Jupyter Notebook
- Jupyter Notebook (for running the pipeline - extracting and loading raw CSV files to a MySQL server) Executable Python Script
- Python Script (a deployable infrastructure as code (IaC) version of the Jupyter Notebook - for importing the raw CSV Files, transforming the raw files, building a MySQL database and related tables, and loading the transformed data into the newly constructed tables) Raw CSV Files:
- Invoices.CSV
- OrderLeads.CSV
- SalesTeam.CSV
- Tableau Dashboard and a packaged Tableau Workbook
- Download either the Jupyter Notebook or Python Script.

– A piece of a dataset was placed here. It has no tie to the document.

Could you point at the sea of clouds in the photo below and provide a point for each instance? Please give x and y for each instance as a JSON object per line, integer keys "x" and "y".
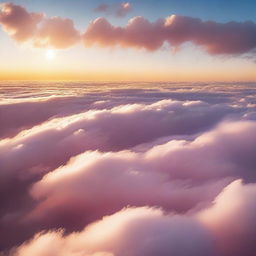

- Execute downloaded file in your preferred python environment (Anaconda, VSCode, etc.). *Note: The pipeline assumes that the server is "localhost" and that the port number is 3306. If the server name or port number differs, the script will need to be modified.
- When prompted, enter your MySQL username (usually, "root") and your corresponding MySQL password.
- Let the pipeline run to completion.
- To view an example Tableau Dashboard that can be created from the output, click on the Tableau link here, or download the Tableau workbook.
- Print statements, such as "print('Invoice Table Created!)," are included at critical points to confirm that the pipeline is functioning as expected.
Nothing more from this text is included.